U.S. Space Force will mark its first birthday as a military service Dec. 20, a month before the inauguration of Joe Biden as the 46th president of the United States. Esper has also been behind an aggressive push for a larger Navy fleet, calling recently for 500 ships -- well beyond the 355 the service previously said it needed.

Esper said these developments had "improved the security of the United States and advanced our interests abroad." He noted further that these steps had taken place in the context of a global pandemic, threats from Iran, the specter of Russia and China, ongoing deployments to the Middle East and "a charged political atmosphere here at home."

"In my first message to the Department in June 2019, I emphasized the great importance I place on a commitment by all, and especially Leaders, to those values and behaviors that represent the best of the military profession and mark the character and integrity of the Armed Forces the American people respect and admire," Esper wrote. "I want to thank you all for living up to that standard, for remaining apolitical, and for honoring your oath to the Constitution. While I step aside knowing that there is much more we could accomplish together to advance America's national security, there is much achieved in the time we had to improve the readiness, capabilities, and professionalism of the joint force, while fundamentally transforming and preparing it for the future."

Esper, who previously served as Army secretary, also pushed through the DoD "night court" reforms, echoing a similar Army effort, which cut a reported $7 billion in Defense Department spending.

A former Army infantry officer, he worked for the conservative think tank Heritage Foundation, as a congressional staffer, and later for defense industry giant Raytheon before becoming Army secretary in 2017. He was sworn in as defense secretary July 23, 2019.

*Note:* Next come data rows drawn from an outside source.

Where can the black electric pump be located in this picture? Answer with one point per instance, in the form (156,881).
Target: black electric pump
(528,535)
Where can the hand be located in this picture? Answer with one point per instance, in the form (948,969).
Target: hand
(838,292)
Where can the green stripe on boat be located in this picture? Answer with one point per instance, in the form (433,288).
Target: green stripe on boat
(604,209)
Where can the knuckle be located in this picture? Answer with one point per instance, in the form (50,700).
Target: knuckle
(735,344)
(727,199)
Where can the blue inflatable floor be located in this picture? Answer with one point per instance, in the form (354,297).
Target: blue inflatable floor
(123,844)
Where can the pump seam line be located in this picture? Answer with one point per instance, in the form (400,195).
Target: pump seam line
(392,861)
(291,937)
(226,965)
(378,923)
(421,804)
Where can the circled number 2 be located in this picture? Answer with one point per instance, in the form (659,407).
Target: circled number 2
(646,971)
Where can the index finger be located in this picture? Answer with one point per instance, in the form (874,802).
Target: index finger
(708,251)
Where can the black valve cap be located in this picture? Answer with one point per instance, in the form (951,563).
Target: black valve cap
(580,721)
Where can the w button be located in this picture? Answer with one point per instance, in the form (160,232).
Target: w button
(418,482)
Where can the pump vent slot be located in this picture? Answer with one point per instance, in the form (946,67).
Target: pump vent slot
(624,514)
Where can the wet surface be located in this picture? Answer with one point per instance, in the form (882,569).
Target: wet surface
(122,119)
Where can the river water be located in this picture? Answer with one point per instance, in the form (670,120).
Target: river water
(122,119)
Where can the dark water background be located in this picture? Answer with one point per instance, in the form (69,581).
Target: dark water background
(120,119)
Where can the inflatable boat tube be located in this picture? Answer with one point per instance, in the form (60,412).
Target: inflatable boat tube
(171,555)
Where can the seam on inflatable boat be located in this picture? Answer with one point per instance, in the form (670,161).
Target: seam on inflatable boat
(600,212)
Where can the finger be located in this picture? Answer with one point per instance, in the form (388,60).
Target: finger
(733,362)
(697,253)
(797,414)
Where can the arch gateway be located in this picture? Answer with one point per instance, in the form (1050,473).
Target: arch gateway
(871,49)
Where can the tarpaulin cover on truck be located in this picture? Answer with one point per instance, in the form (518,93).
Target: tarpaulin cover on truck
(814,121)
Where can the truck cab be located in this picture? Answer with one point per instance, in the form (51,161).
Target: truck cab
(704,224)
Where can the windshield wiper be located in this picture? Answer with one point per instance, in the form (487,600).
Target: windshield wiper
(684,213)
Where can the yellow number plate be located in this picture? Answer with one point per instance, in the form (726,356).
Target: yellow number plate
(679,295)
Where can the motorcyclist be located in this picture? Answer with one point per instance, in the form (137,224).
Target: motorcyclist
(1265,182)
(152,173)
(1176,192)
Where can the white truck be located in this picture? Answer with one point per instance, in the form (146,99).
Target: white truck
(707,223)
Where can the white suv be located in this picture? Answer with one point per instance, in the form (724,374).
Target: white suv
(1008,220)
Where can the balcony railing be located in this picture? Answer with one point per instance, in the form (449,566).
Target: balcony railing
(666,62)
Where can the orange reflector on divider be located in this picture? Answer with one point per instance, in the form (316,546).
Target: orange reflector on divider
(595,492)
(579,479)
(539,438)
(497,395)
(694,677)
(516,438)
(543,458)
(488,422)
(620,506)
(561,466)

While some criticized him as a "yes man" to Donald Trump, even giving him the nickname "Yesper" -- a name Trump later used to berate him -- Esper stood up to the president over the deployment of U.S. troops to quell protests this summer over racial injustice and the May 25 death of George Floyd in police custody in Minneapolis.

In late October, The New York Times called him a "dead man walking." He'll be replaced by Christopher C. Miller, former director of the National Counterterrorism Center, as acting defense secretary.

Esper took no parting shots in his final missive, calling instead for steadiness and commitment to the good of the country.

"Stay focused on your mission, remain steadfast in your pursuit of excellence, and always do the right thing," he said. "Following these imperatives will ensure you remain the most ready, respected, and capable military force in the world, which is what our Nation expects and deserves."